A 25-cm bolt put such stresses on the bore that the guns’ rate of fire was necessarily low, no more than two rounds per minute. Huber’d laid his tribarrel on the first tank nonetheless because that gunner’d proved he had the Slammers’ elevation. Even the centerline gun’s limited traverse would be sufficient to sweep six or eight vehicles to either side of the one it’d destroyed.
It was a calculated gamble, though, because the other tank was able to fire now. When a vivid cyan flash enveloped it, instinct told Huber this was a bolt which might blast Fencing Master and its crew to dissociated atoms.
The Nonesuch tank hadn’t fired. A pair of 20-cm bolts had hit it simultaneously, lighting the concrete field with a rainbow bubble similar to what the combat car had become a moment before. Huber’s faceshield blacked out almost totally. He kept his thumbs on the trigger, burning out his bores as he slashed his own massive target.
His faceshield cleared except for the streams from Fencing Master’s three tribarrels and the smudge of reflection where they hammered together into the Nonesuch tank. Then the tank and the world vanished again.
The protective black curtain cleared seconds later as the shock-wave reached the ridgeline. The roof of the tank’s fighting compartment toppled back toward the chassis which had been cleaned of its contents like a raccoon-licked clamshell. The tank’s gunner had chambered another round. 2-cm bolts glancing down the bore from Fencing Master had detonated it before the breech was fully locked.
Focused on his gunsight, Huber hadn’t heard the freight-train roar of 200-mm rockets passing low overhead, nor the plop plop plop of small charges ejecting sub-munitions from the carrier shells. The Nonesuch air defenses had been able to stop most of the incoming while it was simply them against the hogs, but when the Slammers’ vehicles appeared on the ridgeline the Nonesuch tribarrels were switched to direct fire. There was nothing to stop salvos from the batteries surrounding Port Plattner.
Each shell’s twelve sub-munitions went off between twenty and forty meters above the ground, a yellow flash and a rag of smoke as the explosive charge forged a plate of uranium into a white-hot spike and drove it downward toward the Nonesuch vehicle its sensors had chosen. The hogs were firing anti-tank shells, not firecracker rounds that barely scratched the paint of armored vehicles.
The self-forging fragments shattered the Nonesuch defenses already bruised by powerguns firing from the high ground surrounding the port. They punched through roof plating, relatively thin even on the tanks. Inside, the friction-heated uranium turned into balls of flame enveloping everything in the penetrated compartment. Hundreds of Nonesuch vehicles vanished into simultaneous blow-torch flames: fuel, flesh and munitions, all pulverized, all burning at the temperature of a star’s surface.
Two more salvos popped in the air and raged on the ground. The thunderclaps of detonations died away, though some of the burning vehicles screamed as they lit the night with jets of fire.

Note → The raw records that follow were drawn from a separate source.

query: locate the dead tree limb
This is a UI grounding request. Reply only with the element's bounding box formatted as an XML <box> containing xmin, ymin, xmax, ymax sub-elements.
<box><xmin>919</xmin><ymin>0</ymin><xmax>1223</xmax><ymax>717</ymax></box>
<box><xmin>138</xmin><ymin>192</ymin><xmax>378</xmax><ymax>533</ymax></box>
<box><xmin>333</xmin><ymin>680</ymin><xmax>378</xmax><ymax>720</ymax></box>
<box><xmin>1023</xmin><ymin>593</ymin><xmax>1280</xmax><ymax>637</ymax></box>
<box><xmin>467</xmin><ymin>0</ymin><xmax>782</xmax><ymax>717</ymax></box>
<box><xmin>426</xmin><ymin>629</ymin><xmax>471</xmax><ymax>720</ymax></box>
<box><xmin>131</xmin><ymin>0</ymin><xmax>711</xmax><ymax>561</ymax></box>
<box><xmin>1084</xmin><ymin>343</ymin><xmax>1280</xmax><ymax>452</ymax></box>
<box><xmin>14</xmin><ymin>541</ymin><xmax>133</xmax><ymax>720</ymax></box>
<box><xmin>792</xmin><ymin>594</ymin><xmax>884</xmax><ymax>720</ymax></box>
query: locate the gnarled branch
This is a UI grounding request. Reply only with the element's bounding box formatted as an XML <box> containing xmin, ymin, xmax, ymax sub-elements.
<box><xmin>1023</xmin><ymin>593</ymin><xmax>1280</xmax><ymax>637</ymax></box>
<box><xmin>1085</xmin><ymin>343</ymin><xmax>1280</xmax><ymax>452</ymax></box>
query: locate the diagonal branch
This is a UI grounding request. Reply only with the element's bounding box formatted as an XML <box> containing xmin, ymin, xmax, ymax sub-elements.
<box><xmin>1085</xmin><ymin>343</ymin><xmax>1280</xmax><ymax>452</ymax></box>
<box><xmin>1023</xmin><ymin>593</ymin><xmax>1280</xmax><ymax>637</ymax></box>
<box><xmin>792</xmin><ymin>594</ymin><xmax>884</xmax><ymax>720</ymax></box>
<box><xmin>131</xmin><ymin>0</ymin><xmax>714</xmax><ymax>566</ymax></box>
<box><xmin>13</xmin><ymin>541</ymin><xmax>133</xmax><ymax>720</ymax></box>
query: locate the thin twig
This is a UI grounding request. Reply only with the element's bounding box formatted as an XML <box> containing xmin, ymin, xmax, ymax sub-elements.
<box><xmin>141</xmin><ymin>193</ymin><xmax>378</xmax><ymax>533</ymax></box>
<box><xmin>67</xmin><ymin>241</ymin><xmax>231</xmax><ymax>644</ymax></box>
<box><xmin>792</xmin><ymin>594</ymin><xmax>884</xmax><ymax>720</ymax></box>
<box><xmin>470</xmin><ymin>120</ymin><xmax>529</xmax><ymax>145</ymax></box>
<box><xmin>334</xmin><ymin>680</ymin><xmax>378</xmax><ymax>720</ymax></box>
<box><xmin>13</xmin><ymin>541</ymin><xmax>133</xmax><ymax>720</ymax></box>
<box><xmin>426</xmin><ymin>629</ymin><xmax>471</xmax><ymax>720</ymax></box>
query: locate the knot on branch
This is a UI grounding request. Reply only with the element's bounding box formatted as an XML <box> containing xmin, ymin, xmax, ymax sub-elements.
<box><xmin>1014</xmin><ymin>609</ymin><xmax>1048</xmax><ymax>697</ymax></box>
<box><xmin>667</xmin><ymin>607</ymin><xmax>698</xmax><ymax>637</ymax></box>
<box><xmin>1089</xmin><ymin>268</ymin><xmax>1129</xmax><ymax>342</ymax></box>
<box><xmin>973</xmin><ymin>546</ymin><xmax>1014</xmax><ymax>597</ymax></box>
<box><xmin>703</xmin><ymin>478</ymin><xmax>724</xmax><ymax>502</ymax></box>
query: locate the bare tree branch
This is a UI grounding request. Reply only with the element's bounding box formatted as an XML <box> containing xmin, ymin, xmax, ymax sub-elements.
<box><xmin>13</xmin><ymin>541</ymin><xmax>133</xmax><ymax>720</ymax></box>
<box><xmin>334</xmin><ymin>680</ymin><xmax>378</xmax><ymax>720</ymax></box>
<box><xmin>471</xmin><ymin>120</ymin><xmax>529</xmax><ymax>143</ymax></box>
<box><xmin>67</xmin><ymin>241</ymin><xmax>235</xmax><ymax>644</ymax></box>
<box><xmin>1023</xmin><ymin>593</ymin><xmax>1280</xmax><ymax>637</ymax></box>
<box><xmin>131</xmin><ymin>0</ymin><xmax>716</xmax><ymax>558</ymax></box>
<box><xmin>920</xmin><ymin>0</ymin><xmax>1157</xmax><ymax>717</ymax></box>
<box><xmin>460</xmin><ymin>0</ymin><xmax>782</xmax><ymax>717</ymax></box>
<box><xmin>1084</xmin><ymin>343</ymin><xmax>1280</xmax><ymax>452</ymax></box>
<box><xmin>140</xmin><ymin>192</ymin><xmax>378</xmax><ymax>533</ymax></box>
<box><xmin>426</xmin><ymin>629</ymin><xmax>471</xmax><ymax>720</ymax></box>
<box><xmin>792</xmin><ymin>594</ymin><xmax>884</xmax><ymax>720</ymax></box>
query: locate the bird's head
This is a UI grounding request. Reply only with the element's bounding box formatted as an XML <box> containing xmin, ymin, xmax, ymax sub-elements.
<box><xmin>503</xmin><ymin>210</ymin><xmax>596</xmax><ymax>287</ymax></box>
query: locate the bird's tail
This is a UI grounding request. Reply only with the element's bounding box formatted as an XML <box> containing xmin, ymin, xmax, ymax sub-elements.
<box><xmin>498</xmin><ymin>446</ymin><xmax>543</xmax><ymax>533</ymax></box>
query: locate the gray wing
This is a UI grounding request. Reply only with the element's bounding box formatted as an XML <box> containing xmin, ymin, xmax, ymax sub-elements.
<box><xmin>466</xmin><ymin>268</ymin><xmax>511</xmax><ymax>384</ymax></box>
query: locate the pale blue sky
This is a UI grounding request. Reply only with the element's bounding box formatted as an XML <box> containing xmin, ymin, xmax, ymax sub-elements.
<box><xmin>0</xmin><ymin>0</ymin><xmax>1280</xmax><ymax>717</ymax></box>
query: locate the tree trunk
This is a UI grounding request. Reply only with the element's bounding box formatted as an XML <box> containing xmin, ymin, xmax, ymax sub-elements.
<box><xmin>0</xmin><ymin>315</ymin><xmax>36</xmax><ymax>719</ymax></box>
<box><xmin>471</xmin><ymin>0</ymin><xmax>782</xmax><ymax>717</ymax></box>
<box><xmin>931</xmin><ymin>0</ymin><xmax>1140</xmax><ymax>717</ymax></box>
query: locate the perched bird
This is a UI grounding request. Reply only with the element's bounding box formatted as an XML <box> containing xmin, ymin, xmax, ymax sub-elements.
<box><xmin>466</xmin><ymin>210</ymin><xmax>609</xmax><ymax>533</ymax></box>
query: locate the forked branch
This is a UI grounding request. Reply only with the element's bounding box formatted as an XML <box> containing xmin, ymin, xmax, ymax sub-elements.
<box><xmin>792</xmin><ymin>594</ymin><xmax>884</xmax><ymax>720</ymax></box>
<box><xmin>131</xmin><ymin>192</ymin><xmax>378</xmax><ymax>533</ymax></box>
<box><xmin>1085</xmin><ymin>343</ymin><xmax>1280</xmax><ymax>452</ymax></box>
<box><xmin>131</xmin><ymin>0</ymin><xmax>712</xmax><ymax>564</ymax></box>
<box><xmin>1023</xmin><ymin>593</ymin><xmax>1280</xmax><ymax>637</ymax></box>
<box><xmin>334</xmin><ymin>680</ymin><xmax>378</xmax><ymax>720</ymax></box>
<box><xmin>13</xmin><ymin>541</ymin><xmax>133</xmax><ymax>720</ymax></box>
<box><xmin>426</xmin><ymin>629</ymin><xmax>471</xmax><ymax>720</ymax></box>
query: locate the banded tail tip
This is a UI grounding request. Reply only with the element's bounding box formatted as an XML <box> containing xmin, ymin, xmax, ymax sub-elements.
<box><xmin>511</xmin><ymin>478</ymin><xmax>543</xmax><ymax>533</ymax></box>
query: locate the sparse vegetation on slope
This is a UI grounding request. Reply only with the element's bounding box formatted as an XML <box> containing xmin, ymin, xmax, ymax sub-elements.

Huber’s gun had jammed, but nobody in 1st Squadron was shooting anymore. There were cyan flickers on the pad’s northern perimeter, but that might have been guns continuing to fire as they melted into the vehicles on which they were mounted.
“Cease fire!” Colonel Hammer rasped. “All Slammers units, cease fire! Nonesuch representatives on the starships have offered their surrender. Cease fire, troopers, it’s over!”
Huber took his hands from the grips of his weapon. The barrel cluster continued to spin, a white blur that made the air throb as it threw off heat. Huber had a multi-tool in his belt pouch, but when he reached for it to clear the jam he realized that his fingers didn’t want to close properly.
Deseau’s tribarrel had jammed also. He held his backup 2-cm weapon, but he wasn’t shooting into the thousands of helpless human targets sprawling and staggering on the concrete below. The hell-strewn carnage was enough even for Frenchie.
Learoyd took off his commo helmet to rub his bald scalp with his left hand. The skin of his chin and throat below the faceshield’s protection was black where iridium vaporized from his gun bores had redeposited itself. He looked older than Huber had ever seen him before.